Acho que nunca tinha recebido tantos elogios em tão pouco tempo...

Uma noite, acho que na segunda, ela estava ao telefone com o marido e mais uma vez lhe estava a contar a sorte que tinha em estar comigo e ele mandou-me um abraço...então ela posou o telefone e veio dar-me o abraço...o abraço que o marido tinha mandado...achei delicioso...

E nunca mais a esqueci. Ficou gravada no meu coração. E muitas vezes pedi desculpa à alma dela pelo julgamento que tinha feito dela. Mas a vida encarregou-se de me dar uma grande lição ao mostrar-me muito rápidamente que eu tinha feito um julgamento, e um julgamento completamente errado.

1 comentário:

Chalezinha disse...

:'):')
Que lindo ser os céus puseram ao pé de vós!
Acredito que o menino dela, talvez tenha visto como é bom o abraço e o mimo da nossa mãe.
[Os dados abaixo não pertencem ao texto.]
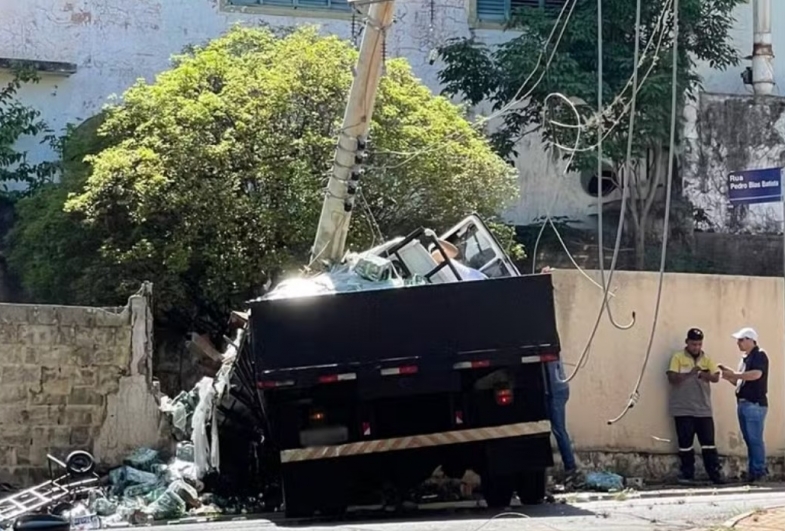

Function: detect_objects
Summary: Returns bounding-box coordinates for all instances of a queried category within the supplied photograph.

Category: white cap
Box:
[733,327,758,341]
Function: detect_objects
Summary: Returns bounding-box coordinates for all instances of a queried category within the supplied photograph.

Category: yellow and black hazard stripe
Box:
[281,420,551,463]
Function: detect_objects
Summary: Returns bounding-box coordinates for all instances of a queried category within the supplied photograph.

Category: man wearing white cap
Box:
[719,328,769,482]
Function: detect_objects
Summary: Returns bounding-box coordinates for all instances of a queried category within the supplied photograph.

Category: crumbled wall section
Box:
[0,286,160,485]
[683,93,785,232]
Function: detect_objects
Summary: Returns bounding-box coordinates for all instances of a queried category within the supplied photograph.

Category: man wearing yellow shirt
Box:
[667,328,722,483]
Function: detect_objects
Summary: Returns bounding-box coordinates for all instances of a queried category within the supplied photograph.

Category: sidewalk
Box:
[731,507,785,531]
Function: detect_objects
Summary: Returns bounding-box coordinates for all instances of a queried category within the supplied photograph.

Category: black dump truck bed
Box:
[251,275,559,377]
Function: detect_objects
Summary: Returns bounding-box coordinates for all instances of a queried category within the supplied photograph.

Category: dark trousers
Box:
[674,417,720,480]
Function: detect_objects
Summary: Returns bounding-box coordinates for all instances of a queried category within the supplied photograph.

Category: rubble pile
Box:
[81,442,258,526]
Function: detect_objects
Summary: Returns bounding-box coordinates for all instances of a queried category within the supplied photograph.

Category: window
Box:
[226,0,351,13]
[476,0,567,22]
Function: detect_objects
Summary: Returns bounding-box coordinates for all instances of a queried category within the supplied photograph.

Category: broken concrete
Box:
[0,284,166,485]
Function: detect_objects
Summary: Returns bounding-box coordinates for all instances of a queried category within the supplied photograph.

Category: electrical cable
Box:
[368,0,578,169]
[472,511,562,531]
[564,0,642,383]
[549,0,672,153]
[532,0,670,312]
[608,0,679,425]
[597,0,642,330]
[532,93,615,296]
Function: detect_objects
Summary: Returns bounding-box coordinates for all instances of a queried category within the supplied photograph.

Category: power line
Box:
[565,0,642,382]
[366,0,578,169]
[608,0,679,424]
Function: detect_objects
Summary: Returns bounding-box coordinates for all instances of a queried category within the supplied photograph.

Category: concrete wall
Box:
[698,0,785,95]
[0,286,161,484]
[554,271,785,476]
[682,93,785,232]
[0,0,620,228]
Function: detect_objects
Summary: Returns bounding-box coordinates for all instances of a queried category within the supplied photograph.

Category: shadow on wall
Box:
[0,196,22,302]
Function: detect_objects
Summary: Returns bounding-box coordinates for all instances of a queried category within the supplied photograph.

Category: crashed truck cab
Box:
[363,214,520,284]
[249,216,560,516]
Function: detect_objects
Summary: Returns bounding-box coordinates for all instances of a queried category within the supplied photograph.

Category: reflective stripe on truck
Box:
[281,420,551,463]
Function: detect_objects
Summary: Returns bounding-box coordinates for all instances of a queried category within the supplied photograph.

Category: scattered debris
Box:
[584,472,624,492]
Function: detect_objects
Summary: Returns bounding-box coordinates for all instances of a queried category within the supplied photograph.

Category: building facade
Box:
[0,0,785,225]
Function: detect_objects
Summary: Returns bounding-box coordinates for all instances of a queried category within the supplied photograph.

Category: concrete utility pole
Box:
[311,0,395,263]
[752,0,781,96]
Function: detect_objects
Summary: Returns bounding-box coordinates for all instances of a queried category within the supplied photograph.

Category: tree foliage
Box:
[12,28,517,330]
[440,0,744,266]
[0,65,58,200]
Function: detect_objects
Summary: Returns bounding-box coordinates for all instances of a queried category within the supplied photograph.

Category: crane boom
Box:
[311,0,395,263]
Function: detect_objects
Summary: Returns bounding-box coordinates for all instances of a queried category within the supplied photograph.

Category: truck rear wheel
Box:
[515,470,546,505]
[482,475,514,509]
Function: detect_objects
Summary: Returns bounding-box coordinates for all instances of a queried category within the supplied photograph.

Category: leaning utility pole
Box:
[311,0,395,263]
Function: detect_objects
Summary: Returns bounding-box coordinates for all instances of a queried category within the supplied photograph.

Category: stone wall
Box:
[0,287,162,485]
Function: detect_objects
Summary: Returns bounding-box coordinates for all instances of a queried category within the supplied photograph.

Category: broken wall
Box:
[682,93,785,233]
[0,285,163,485]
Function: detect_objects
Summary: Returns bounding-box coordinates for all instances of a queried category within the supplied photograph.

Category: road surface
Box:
[132,490,785,531]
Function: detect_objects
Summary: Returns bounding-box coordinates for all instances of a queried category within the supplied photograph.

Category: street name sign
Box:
[728,168,782,205]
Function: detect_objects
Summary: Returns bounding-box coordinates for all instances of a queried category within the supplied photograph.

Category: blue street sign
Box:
[728,168,782,205]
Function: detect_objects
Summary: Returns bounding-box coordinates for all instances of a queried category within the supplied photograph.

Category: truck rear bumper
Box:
[281,420,551,464]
Quem sabe?!?!
Até posso parecer insane com o que vou dizer, mas também já me aconteceu muitas vezes mais do aceitável julgar as pessoas e sair-me o tiro pela culatra. Mas a dor que se sente em julgar alguém que se vem a ver que é um ser delicioso faz-me preferir sem qualquer dúvida que o inverso seja o mais frequente.
Linda esta partilha,e amei o abraço que ela foi entregar.